Selon lui, ce système est en conformité avec la Constitution. Celle-ci, dans l’article 87, donne à toute personne le droit de se porter candidate aux élections. Il garantit, d’autre part, une bonne représentation de l’ensemble des partis politiques actifs ainsi que les jeunes révolutionnaires, la communauté copte, les femmes, les ouvriers, les paysans et les handicapés. « Ce qui favorise effectivement un engagement actif dans la vie parlementaire de toutes les catégories », affirme Fawzy. D’où son approbation par différentes formations politiques comme le parti salafiste Al-Nour, l’Egyptien démocrate, les Egyptiens libres, et Al-Dostour. « Les partis actuels ne représentent qu’environ 20% du total des électeurs. Ce système permettra alors à la majorité, notamment dans les zones rurales, et ceux inaptes à faire la différence entre les programmes et les idéologies politiques des différents partis, d’élire plus facilement un candidat qu’elle connaît », rétorque Achraf Sabet, vice-président du parti Al-Nour.

Pour éviter toute anti-constitutionnalité, Abdel-Ghaffar Chokr, président du parti de la Coalition populaire socialiste, propose un scrutin mixte conjuguant à proportion égale scrutin de liste et scrutin individuel. « Il faudrait accorder 50% des sièges aux listes et 50% aux candidatures individuelles, pour ne pas tomber dans le piège discriminatoire envers les candidats indépendants », dit-il.
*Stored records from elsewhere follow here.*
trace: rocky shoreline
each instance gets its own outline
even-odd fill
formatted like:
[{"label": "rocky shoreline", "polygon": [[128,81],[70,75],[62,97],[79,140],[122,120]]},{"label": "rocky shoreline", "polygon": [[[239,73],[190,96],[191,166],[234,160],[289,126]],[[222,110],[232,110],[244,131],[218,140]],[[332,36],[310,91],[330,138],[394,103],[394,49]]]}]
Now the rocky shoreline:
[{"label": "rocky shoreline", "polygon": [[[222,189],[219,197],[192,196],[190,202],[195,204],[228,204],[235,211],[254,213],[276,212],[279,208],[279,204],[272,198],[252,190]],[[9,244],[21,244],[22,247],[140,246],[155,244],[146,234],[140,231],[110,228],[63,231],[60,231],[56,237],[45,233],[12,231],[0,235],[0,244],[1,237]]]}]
Avis partagé par le parti des Egyptiens libres.

Favoriser le retour des anciennes figures

Mais pour d’autres, notamment les forces révolutionnaires ainsi que les partis du Rassemblement, du néo-Wafd et d’Al-Moetamar (le congrès), ce système est défaillant. « Le mode de scrutin mixte favorise le retour des anciennes figures, même en nombre limité. Il ne fera que gâcher les gains de la révolution», dénonceHussein Abdel-Razeq, membre du bureau politique du parti du Rassemblement (gauche).

Il ajoute que les craintes se sont multipliées suite aux déclarations officielles du porte-parole de la commission d’amendement des lois de l’exercice des droits politiques et du Parlement. « La décision de la Cour des référées d’interdire aux cadres du Parti National Démocrate (PND, dissout) d’exercer leurs droits politiques est contraire à celle de la Cour suprême constitutionnelle, déclarant inconstitutionnelle la loi politique d’isolement. Seuls ceux condamnés par la justice qui n’ont pas le droit de se porter candidats aux élections conformément à la loi des droits politiques », avance Fawzy.
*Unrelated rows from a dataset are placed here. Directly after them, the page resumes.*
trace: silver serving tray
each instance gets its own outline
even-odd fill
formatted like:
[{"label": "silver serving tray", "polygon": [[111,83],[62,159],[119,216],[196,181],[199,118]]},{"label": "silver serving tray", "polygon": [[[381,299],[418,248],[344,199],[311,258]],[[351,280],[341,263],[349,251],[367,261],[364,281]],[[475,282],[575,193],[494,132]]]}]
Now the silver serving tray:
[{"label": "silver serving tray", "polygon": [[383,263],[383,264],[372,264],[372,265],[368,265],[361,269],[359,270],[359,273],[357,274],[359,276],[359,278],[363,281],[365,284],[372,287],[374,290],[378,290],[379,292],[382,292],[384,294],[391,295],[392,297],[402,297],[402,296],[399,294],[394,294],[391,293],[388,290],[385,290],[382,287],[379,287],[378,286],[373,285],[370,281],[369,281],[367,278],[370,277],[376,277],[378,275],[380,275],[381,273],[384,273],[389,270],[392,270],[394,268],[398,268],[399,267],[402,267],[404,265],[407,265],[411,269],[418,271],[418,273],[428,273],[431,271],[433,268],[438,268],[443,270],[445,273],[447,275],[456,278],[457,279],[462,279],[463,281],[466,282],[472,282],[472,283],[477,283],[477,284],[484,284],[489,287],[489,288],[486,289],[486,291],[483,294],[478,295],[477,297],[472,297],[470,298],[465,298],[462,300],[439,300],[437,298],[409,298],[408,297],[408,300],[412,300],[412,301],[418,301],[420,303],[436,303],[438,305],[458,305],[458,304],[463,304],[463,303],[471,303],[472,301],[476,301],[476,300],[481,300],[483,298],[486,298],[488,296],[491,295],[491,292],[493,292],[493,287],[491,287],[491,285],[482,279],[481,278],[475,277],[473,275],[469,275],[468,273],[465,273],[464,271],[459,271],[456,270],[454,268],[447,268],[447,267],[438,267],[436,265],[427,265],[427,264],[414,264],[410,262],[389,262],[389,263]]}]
Pour les opposants, le scrutin de liste est le mieux. Selon ce système, chaque parti présente une liste de candidats. « Il évite l’intégration des caciques d’une part. Et d’autre part, il permet une rivalité équilibrée entre les partis politiques loin de l’influence de l’argent et de l’hégémonie religieuse, notamment que plusieurs nouveaux et petits partis sont encore faibles et ne jouissent pas d’une base sociale qui leur garantirait une vraie concurrence avec des indépendants puissants financièrement », explique Karima Al-Hefnawi, secrétaire générale du Parti Socialiste égyptien.
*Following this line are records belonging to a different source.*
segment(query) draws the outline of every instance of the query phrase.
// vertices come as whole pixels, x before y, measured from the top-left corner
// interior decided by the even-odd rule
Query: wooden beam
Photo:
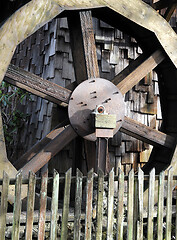
[[[155,51],[148,58],[141,55],[115,76],[112,82],[117,85],[122,94],[125,94],[164,59],[165,54],[161,50]]]
[[[174,3],[177,3],[177,0],[159,0],[158,2],[153,3],[152,7],[155,10],[161,10],[163,8],[169,7]]]
[[[99,68],[91,11],[71,12],[68,16],[71,49],[77,84],[98,78]],[[95,168],[96,144],[84,140],[88,171]]]
[[[63,127],[62,131],[59,131],[56,137],[34,155],[19,171],[22,171],[22,175],[25,177],[28,177],[29,171],[36,173],[76,136],[77,134],[71,125]]]
[[[173,13],[174,13],[174,11],[176,10],[176,8],[177,8],[177,2],[176,2],[176,3],[173,3],[172,5],[170,5],[170,6],[167,8],[167,10],[166,10],[166,12],[165,12],[165,14],[164,14],[164,18],[167,20],[167,22],[170,21],[171,16],[173,15]]]
[[[153,146],[163,146],[173,149],[175,144],[174,137],[152,129],[128,117],[124,118],[120,131]]]
[[[71,95],[70,90],[48,80],[44,80],[12,64],[8,67],[4,80],[34,95],[62,106],[67,105]]]
[[[91,11],[71,12],[68,25],[77,84],[99,77]]]
[[[16,169],[22,168],[28,161],[30,161],[35,155],[37,155],[45,146],[47,146],[52,140],[54,140],[62,131],[63,126],[66,126],[68,121],[64,121],[47,134],[41,141],[36,143],[29,151],[21,156],[15,163]]]

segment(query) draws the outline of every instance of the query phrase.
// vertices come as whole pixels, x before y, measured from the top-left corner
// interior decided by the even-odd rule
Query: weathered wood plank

La commission doit se réunir ce mercredi avec un certain nombre de partis politiques et des coalitions de jeunes, pour écouter leurs propositions avant d’approuver officiellement la loi électorale. Déjà, ces derniers se sont réunis avec des représentants des organisations des droits de l’homme samedi pour choisir un mode convenable aux principes de la démocratie. « On est d’accord sur le mode de scrutin proportionnel ouvert. Ce système permet de faire en sorte que les élus reflètent le plus équitablement possible la diversité des opinions des électeurs. Ces derniers peuvent choisir au sein d’une liste un ou plusieurs candidats, ce qui présente l’avantage de permettre une représentation plus fidèle à la réalité politique du pays », explique Hafez Abou-Seada, président de l’Organisation égyptienne des droits de l’homme.

Pour lui, « ce scrutin est d’ailleurs plus juste et plus démocratique. Les partis qui sont en mesure de gouverner doivent souvent mettre en oeuvre des alliances ou des coalitions avec d’autres formations politiques, afin d’obtenir une majorité. Le jeu des coalitions peut donner aux petits partis un rôle primordial, plus important que leur poids réel au sein de la majorité parlementaire ». Le dossier n’est pas encore clos.